Michael Halewood is a lecturer in social theory at the University of Essex.  His main area of research is the relationship of philosophy to social theory, especially with regard to the work of Alfred North Whitehead. He has published articles and chapters on Whitehead’s relation to Deleuze, Badiou and Butler and on topics such as John Dewey, subjectivity and materiality, the body, language and sociality. He has also edited a special section of the journal ‘Theory, Culture and Society’ dedicated to Whitehead, and he is an International Academic Advisor to the Whitehead Research Project.

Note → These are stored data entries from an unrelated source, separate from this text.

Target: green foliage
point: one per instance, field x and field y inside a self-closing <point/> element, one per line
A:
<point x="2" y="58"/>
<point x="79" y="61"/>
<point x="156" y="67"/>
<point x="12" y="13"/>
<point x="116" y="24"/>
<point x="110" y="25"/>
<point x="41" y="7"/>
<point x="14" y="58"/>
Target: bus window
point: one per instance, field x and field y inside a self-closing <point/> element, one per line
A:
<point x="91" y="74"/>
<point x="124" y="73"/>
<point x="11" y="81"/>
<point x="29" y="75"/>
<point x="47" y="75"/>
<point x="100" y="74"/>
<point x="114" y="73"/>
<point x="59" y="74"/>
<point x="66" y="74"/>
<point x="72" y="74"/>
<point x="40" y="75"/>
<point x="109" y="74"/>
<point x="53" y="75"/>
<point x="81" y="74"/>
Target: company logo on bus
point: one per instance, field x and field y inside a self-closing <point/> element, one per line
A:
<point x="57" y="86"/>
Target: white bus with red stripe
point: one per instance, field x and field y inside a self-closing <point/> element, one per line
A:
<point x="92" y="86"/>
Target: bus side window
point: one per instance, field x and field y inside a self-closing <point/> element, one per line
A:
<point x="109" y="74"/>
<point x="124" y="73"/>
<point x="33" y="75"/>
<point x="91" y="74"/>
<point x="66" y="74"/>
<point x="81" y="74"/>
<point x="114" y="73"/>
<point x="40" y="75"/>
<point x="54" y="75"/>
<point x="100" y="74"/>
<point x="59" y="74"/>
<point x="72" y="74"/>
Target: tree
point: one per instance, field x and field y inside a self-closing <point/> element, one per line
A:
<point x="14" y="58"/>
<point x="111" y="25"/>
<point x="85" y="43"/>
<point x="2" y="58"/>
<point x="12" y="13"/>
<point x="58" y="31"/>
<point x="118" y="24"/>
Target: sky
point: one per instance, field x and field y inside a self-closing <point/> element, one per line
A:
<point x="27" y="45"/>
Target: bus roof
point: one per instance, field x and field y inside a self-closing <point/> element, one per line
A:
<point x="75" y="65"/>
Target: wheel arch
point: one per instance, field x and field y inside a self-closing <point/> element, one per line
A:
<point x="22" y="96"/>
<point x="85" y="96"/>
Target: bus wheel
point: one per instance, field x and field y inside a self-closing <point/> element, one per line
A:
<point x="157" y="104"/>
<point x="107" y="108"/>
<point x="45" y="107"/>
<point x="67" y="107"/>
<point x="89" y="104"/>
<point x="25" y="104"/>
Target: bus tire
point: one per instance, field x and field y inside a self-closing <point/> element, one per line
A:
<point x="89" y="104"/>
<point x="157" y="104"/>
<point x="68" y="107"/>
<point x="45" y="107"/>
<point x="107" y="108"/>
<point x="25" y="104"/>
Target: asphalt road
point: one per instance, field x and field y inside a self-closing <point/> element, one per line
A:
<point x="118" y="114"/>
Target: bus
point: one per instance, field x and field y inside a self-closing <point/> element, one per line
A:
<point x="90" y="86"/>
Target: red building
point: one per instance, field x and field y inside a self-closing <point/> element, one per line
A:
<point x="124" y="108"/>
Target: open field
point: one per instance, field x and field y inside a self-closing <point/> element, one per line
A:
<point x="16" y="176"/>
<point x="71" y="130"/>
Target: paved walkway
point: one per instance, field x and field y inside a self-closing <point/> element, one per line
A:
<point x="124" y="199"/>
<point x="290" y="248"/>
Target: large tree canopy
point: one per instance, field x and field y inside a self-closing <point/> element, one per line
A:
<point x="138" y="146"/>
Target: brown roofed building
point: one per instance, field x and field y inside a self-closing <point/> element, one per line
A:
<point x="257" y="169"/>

His full research and teaching interests include social theory (classical and contemporary), the philosophy of social science, subjectivity, the body, Marx, abstraction, pragmatism, the metaphysics of the social, materialism and ontology. His recent publications include: ‘On Whitehead and Deleuze – The Process of Materiality’ in ‘Configurations’ (Johns Hopkins University Press, 2007) 13.1: 57-76; ‘Being a Sociologist and Becoming a Whiteheadian: Concrescing Methodological Tactics’ [co-authored with M. Michael] in ‘Theory, Culture and Society’ (Sage, 2008) 25.4: 31-56; ‘Language, Subjectivity and Individuality’ in ‘Deleuze, Whitehead, Bergson: Rhizomatic Connections’, ed. K. Robinson (London: Palgrave, 2009); and ‘Butler and Whitehead on the (Social) Body’ in ‘Secrets of Becoming: Negotiating Whitehead, Deleuze, and Butler’, ed. R. Faber and A. Stephenson (New York: Fordham University Press, 2010).